* Canadian dollar at C$1.2681, or 78.86 U.S. cents
* Bond prices mixed across the maturity curve
TORONTO, Nov 27 (Reuters) - The Canadian dollar strengthened against its U.S. counterpart on Monday even as U.S. oil prices pulled back from a two-year high, as the greenback broadly extended recent losses.
At 8:56 a.m. ET (1356 GMT), the Canadian dollar CAD=D4 was trading at C$1.2681 to the greenback, or 78.86 U.S. cents, its strongest level of the session and up 0.2 percent. It had gained 0.4 percent last week.
The currency's weakest level was C$1.2722.
The Bank of Canada is due to release its semi-annual Financial System Review on Tuesday, while currency strategists are also looking ahead to a monthly employment report and quarterly gross domestic product data due on Friday after weak retail sales numbers last week.

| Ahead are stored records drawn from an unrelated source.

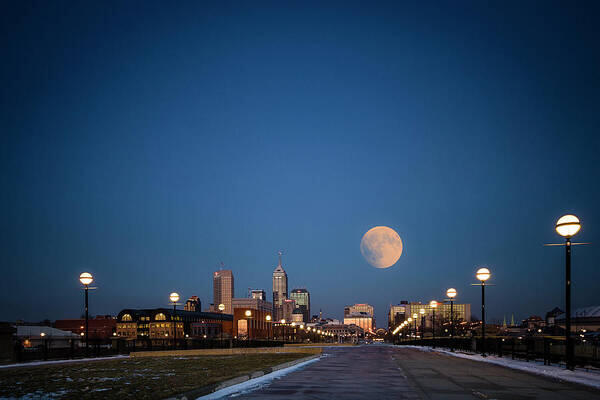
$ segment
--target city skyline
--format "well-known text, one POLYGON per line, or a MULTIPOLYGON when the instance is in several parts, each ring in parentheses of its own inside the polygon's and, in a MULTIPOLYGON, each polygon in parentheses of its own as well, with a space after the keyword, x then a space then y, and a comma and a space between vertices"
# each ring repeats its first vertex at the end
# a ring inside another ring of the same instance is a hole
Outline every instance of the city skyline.
POLYGON ((11 2, 0 38, 0 320, 290 288, 313 313, 458 291, 488 321, 600 280, 598 4, 11 2), (361 254, 387 226, 402 255, 361 254))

* U.S. crude CLc1 prices were down 0.95 percent to $58.39 a barrel, while Brent crude LCOc1 lost 0.25 percent. O/R
The Canadian dollar was slightly stronger against the euro and weaker versus the Japanese yen.
Canadian government bond prices were mixed across the maturity curve, with the two-year CA2YT=RR price down half a Canadian cent to yield 1.443 percent and the benchmark 10-year CA10YT=RR rising 3 Canadian cents to yield 1.885 percent.
The Canada-U.S. two-year bond spread was -31 basis points, while the 10-year spread was -44.5 basis points.